THE HOME STRETCH (1921) sacrifices amusement for an ironic look at small town life, that would hardly seem to be aimed at middle America. Like the Charles Ray films for producer Thomas Ince, those for his other male star, Douglas MacLean, were far from confined to the fairly simplistic formulas and repetitive personas which might seem endemic from contracts that called for releases about every six weeks. As I outline in my Ince biography, MacLean's THE HOME STRETCH (1921) provides an astonishing example of the variation possible.

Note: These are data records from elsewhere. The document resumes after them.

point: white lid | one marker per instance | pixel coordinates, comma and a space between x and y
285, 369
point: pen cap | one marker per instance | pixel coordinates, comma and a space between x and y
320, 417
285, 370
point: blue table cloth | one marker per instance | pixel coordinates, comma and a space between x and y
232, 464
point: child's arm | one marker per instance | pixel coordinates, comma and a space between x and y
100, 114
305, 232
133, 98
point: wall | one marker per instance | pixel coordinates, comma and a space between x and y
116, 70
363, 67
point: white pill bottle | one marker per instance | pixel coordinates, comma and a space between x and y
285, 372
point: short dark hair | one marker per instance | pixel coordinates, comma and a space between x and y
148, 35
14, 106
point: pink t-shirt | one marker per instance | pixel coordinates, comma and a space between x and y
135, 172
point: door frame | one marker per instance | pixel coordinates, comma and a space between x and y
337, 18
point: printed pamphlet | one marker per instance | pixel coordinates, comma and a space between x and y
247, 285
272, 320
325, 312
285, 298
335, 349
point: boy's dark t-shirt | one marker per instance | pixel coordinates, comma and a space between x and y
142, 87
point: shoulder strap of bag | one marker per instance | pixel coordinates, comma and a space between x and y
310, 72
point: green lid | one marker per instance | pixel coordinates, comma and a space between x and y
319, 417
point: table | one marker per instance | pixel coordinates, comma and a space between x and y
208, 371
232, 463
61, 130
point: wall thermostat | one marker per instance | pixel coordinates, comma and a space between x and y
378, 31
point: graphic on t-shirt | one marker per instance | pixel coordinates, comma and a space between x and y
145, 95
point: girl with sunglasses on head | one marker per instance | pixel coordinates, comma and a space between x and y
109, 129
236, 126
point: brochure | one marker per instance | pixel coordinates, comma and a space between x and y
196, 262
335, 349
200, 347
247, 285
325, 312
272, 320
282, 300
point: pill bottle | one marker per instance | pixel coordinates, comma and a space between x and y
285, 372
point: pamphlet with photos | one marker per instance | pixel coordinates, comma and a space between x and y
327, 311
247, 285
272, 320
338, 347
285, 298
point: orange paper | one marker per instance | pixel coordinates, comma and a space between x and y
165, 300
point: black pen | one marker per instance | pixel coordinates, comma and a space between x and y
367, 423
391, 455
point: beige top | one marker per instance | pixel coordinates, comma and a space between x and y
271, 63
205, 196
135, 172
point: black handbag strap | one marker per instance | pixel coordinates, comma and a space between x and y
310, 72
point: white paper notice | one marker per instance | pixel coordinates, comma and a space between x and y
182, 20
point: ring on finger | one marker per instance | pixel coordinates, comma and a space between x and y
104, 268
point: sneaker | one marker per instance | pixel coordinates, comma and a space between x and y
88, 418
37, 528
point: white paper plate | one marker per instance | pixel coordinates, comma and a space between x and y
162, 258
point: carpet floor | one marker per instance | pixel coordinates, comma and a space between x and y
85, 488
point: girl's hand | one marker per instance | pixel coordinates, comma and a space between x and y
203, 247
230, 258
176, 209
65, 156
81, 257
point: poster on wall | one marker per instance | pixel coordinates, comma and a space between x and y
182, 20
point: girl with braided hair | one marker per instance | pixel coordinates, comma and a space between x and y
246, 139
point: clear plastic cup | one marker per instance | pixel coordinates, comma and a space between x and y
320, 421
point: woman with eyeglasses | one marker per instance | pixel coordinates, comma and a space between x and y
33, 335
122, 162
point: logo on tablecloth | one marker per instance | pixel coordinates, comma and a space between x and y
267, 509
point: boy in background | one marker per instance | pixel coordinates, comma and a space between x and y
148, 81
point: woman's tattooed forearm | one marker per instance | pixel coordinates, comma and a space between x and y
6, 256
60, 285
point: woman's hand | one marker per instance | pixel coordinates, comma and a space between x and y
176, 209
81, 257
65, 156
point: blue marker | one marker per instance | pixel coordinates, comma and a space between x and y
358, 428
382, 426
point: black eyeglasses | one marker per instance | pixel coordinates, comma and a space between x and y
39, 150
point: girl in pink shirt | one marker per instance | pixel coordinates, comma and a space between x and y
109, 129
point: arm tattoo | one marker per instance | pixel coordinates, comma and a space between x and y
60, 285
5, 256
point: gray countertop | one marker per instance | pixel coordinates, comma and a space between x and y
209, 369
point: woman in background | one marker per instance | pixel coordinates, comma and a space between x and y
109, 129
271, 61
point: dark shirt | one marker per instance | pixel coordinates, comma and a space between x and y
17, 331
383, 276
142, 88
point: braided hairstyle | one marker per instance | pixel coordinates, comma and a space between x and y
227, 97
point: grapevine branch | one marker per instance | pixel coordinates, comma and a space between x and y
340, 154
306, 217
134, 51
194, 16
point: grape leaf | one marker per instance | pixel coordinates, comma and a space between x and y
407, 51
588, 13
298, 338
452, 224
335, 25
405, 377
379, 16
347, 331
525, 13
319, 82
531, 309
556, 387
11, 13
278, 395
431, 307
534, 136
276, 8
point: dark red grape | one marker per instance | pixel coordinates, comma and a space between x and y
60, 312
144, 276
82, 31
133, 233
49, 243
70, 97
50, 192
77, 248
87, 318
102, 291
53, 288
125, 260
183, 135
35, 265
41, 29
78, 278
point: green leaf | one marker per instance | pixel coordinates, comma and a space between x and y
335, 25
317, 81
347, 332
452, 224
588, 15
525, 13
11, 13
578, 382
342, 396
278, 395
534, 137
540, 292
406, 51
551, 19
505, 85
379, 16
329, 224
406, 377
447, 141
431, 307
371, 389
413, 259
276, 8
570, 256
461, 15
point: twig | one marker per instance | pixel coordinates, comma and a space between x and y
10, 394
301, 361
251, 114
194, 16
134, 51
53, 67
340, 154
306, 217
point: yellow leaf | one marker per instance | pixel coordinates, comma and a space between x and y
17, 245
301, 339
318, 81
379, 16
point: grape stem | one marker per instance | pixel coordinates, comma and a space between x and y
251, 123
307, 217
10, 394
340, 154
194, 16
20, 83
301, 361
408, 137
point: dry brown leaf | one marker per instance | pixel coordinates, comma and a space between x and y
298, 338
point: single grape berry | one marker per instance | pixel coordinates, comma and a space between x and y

THE HOME STRETCH largely sacrifices amusement for a straight dramatic account of a man raised on the racetrack. Soon it almost veers into gangster territory, however, when at a party MacLean's character, Johnny Hardwick, defends a lady struck by a man, smashing a bottle over the culprit's head. Johnny flees from the law, hiding in a "jerkwater" town, until informed that, after all, the man did not die. Finding him is a man whose little girl wandered out into the track during a race and nearly was killed before Johnny saved her, though it cost him the race and lost him thousands of dollars.
Given a new job at a society hotel, Johnny's temper again gets the better of him when he defends a woman's reputation. However, he uses the opportunity to talk himself into a job in the store of a man whose daughter he loves. The man is going broke because of unpaid credit purchases, until Johnny realizes people will pay, if offered the chance to settle for 1/3 off what they owe. Even then, until the end, Johnny believes he is losing his girlfriend to another man. This hardly seems to be a story aimed at either middle America or small town audiences who would easily resent the unfavorable depiction of their life. THE HOME STRETCH cost $101,328 to produce, and grossed $217,983.